On a generalized Aviles-Giga functional: compactness, zero-energy states, regularity estimates and energy bounds

TL;DR

This paper extends the analysis of the Aviles-Giga functional to general convex norms, establishing compactness, rigidity, regularity, and energy bounds for divergence-free vector fields with norm constraints.

Contribution

It generalizes key results from the Euclidean case to arbitrary convex norms, providing new compactness, rigidity, and regularity estimates for the generalized functional.

Findings

Proved compactness in $L^p$ for bounded energy sequences.

Established rigidity of zero-energy states.
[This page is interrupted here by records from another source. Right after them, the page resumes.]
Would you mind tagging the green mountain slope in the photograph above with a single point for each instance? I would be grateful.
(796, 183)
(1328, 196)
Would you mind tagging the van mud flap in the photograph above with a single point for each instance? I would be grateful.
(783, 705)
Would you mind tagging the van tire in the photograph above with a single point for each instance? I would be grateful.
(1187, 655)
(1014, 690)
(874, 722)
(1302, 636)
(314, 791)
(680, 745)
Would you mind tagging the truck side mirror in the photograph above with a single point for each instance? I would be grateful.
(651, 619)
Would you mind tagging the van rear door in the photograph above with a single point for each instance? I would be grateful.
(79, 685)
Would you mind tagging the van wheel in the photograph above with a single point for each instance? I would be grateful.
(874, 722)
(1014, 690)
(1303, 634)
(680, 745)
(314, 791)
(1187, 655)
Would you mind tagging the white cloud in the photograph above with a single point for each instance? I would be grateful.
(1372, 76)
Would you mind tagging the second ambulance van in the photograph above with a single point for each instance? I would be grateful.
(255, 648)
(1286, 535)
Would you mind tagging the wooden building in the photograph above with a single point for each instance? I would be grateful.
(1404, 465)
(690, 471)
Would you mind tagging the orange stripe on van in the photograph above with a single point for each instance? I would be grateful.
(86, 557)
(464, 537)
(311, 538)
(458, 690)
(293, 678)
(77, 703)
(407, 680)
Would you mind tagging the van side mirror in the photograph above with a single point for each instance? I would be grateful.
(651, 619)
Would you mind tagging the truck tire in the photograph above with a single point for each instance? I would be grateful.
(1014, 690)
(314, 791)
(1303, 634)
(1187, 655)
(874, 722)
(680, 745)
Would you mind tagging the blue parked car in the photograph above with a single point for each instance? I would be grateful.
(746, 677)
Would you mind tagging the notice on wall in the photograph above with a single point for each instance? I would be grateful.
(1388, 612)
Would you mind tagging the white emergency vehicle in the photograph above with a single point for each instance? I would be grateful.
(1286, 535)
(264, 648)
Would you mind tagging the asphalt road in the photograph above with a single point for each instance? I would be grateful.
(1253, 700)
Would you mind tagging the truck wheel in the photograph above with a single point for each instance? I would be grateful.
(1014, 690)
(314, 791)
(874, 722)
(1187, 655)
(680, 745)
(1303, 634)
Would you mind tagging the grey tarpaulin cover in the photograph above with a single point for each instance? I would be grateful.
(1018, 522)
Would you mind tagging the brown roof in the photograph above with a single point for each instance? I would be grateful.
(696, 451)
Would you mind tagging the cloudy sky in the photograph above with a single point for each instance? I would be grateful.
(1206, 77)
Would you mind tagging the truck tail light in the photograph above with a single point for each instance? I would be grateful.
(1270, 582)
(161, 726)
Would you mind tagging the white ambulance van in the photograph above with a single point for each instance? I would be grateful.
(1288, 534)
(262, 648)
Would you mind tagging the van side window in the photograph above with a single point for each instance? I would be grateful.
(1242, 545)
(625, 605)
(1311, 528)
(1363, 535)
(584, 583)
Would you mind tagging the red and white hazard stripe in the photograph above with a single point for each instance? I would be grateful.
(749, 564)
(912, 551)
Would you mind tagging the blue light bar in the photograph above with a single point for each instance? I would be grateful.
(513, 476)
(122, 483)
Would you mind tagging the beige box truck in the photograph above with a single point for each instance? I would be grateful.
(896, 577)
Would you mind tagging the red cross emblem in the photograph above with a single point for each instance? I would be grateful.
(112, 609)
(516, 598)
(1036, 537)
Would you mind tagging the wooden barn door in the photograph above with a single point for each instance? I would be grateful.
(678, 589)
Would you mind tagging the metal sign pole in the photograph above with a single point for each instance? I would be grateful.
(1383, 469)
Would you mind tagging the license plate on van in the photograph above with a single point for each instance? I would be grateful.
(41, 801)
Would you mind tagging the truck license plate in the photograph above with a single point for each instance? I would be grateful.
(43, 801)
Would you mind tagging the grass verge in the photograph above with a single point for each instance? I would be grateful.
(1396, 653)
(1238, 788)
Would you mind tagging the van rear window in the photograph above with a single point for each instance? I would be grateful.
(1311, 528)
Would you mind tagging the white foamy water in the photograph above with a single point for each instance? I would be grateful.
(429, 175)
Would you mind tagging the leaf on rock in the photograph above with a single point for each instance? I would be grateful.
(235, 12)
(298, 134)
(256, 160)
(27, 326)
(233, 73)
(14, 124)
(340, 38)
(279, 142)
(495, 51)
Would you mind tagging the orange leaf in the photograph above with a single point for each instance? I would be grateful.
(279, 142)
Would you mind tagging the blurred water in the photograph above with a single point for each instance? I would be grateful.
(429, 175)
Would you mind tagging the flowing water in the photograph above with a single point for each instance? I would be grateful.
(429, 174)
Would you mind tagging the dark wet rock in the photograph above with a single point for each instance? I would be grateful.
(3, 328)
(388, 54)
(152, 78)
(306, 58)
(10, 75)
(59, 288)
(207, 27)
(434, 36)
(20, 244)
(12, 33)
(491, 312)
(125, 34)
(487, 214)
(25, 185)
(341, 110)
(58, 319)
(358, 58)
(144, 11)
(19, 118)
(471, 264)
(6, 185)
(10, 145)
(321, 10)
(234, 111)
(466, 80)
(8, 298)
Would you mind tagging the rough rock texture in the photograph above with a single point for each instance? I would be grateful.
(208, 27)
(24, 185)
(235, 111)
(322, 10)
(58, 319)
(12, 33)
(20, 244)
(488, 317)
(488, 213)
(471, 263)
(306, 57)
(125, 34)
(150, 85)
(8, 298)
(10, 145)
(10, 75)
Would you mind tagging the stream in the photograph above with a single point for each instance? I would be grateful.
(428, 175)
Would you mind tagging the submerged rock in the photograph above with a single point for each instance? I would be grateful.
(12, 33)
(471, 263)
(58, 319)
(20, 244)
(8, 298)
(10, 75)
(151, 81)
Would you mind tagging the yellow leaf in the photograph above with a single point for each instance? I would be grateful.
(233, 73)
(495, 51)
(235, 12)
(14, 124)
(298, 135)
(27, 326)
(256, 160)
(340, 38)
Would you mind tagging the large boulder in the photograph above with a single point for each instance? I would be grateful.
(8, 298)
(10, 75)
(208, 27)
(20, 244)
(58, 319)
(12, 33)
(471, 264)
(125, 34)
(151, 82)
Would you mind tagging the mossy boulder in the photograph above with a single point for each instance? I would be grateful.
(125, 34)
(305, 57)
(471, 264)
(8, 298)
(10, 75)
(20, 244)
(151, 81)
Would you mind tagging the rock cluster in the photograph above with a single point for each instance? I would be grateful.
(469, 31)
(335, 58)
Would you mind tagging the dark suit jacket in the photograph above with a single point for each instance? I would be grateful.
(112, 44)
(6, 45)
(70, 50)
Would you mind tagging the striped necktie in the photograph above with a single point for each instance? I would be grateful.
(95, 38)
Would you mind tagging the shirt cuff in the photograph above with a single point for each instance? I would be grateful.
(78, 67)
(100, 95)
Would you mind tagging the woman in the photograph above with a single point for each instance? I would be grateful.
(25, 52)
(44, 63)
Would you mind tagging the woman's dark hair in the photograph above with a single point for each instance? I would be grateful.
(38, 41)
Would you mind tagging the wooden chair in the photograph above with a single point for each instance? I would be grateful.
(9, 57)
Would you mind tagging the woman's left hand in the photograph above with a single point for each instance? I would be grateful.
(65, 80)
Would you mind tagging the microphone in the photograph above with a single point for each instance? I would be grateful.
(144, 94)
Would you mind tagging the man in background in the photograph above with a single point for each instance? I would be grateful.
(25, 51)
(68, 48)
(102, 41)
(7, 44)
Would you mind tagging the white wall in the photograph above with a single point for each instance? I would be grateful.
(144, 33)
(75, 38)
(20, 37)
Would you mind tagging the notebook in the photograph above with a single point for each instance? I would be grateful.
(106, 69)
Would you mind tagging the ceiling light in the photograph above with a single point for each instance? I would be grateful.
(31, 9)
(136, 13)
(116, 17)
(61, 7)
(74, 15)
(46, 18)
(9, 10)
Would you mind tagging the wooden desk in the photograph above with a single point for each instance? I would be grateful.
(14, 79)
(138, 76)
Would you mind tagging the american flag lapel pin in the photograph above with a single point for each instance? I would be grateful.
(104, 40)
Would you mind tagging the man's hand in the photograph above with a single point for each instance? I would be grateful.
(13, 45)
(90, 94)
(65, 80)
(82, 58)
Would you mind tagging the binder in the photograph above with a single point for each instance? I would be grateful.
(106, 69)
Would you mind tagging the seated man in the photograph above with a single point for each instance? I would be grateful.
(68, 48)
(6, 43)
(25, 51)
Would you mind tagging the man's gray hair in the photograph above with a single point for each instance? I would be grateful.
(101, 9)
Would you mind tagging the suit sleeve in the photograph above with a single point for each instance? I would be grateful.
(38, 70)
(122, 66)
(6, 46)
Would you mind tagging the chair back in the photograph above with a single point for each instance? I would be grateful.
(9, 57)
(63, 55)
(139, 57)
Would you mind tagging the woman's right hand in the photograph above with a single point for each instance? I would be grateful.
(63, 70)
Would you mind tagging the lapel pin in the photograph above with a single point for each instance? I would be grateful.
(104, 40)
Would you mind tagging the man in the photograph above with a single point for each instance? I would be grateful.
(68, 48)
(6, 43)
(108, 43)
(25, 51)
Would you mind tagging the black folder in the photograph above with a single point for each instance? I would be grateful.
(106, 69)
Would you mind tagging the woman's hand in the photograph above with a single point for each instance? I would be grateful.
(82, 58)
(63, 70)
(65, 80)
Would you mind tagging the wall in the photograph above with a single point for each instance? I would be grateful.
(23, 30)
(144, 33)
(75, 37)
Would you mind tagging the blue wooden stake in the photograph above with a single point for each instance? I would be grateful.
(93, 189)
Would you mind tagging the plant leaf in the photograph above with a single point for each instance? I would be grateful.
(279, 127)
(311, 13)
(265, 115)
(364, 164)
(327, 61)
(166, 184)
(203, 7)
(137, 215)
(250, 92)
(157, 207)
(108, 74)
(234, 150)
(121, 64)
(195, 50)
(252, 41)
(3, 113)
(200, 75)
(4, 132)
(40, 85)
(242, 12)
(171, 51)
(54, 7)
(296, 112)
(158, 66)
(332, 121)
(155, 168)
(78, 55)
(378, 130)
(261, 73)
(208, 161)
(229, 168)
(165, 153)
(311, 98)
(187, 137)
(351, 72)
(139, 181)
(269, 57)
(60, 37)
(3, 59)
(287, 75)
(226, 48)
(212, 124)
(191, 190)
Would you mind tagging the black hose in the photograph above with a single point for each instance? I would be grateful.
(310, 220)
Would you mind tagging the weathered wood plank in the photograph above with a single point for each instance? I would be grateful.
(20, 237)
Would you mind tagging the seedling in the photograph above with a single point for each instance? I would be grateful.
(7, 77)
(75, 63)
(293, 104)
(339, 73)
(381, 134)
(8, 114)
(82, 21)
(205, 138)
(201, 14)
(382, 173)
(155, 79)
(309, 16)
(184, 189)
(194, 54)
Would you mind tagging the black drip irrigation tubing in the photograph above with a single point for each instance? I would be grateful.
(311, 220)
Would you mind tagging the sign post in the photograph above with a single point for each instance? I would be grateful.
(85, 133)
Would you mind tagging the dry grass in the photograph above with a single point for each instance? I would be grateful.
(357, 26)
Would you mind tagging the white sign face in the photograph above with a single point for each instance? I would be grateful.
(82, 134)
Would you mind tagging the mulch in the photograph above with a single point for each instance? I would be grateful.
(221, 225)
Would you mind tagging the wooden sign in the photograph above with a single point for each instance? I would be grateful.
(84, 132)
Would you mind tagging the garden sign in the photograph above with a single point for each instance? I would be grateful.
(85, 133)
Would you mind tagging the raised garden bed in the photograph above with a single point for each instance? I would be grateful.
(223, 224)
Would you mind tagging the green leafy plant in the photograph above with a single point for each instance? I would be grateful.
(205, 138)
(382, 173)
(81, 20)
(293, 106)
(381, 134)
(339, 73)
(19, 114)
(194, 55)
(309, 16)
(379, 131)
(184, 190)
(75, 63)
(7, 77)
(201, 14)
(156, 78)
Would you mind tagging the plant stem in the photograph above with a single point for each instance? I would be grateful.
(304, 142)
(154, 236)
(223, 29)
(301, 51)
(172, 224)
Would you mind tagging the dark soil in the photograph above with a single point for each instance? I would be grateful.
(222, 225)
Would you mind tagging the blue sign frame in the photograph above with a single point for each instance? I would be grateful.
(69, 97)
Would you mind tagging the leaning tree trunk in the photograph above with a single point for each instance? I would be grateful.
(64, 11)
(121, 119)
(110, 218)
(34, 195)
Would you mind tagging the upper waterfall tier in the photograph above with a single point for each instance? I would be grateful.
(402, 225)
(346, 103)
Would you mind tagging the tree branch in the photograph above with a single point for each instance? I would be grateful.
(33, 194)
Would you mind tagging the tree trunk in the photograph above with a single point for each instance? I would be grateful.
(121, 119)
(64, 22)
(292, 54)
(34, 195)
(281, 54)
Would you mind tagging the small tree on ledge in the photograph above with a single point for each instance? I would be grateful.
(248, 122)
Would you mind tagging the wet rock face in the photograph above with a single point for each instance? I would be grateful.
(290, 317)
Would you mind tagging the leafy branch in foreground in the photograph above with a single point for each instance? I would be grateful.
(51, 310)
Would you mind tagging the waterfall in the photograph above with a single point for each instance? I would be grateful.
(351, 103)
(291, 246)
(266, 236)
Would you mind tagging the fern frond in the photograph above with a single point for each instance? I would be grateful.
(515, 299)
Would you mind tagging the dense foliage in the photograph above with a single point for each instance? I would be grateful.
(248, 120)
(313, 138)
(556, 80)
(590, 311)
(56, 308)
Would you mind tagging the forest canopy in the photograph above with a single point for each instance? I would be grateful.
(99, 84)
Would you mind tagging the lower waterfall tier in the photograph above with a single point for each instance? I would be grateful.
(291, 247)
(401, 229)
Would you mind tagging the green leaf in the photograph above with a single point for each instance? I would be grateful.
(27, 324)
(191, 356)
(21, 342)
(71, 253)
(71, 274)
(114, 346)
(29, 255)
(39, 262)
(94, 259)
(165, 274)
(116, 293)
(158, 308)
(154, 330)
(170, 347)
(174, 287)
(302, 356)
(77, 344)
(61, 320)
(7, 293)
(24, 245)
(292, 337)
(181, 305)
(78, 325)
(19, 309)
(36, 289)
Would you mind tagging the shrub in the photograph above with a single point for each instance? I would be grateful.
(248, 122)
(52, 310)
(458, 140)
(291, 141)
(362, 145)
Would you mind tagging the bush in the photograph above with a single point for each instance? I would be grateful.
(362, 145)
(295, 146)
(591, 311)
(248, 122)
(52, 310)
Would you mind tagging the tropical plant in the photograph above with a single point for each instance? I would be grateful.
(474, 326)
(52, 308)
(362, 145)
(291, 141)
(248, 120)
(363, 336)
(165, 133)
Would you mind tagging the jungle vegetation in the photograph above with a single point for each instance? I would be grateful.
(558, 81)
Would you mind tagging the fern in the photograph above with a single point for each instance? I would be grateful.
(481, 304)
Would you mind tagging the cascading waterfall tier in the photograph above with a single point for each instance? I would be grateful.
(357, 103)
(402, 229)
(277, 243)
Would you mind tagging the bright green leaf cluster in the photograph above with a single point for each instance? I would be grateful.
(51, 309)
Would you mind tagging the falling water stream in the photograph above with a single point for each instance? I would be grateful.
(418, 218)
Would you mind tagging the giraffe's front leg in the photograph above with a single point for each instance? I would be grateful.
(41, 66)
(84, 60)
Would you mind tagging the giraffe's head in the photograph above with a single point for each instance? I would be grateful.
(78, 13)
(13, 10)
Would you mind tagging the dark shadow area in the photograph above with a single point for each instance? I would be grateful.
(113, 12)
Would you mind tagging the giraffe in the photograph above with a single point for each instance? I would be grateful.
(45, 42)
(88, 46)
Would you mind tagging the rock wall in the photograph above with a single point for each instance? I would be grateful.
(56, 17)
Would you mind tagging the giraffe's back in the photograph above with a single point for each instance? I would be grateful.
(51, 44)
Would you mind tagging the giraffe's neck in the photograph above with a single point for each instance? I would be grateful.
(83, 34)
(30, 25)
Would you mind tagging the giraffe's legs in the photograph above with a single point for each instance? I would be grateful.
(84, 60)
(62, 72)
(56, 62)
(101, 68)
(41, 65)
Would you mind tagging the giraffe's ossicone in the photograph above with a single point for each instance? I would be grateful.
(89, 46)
Derived optimal regularity estimates based on entropy production.

Abstract

Given any strictly convex norm $\|\cdot\|$ on $\mathbb{R}^2$ that is $C^1$ in $\mathbb{R}^2\setminus\{0\}$, we study the generalized Aviles-Giga functional \[I_{\epsilon}(m):=\int_{\Omega} \left(\epsilon \left|\nabla m\right|^2 + \frac{1}{\epsilon}\left(1-\|m\|^2\right)^2\right) \, dx,\] for $\Omega\subset\mathbb R^2$ and $m\colon\Omega\to\mathbb R^2$ satisfying $\nabla\cdot m=0$. Using, as in the euclidean case $\|\cdot\|=|\cdot|$, the concept of entropies for the limit equation $\|m\|=1$, $\nabla\cdot m=0$, we obtain the following. First, we prove compactness in $L^p$ of sequences of bounded energy. Second, we prove rigidity of zero-energy states (limits of sequences of vanishing energy), generalizing and simplifying a result by Bochard and Pegon. Third, we obtain optimal regularity estimates for limits of sequences of bounded energy, in terms of their entropy productions. Fourth, in the case of a limit map in $BV$, we show that lower bound provided by entropy productions and upper bound provided by one-dimensional transition profiles are of the same order. The first two points are analogous to what is known in the euclidean case $\|\cdot\|=|\cdot|$, and the last two points are sensitive to the anisotropy of the norm $\|\cdot\|$.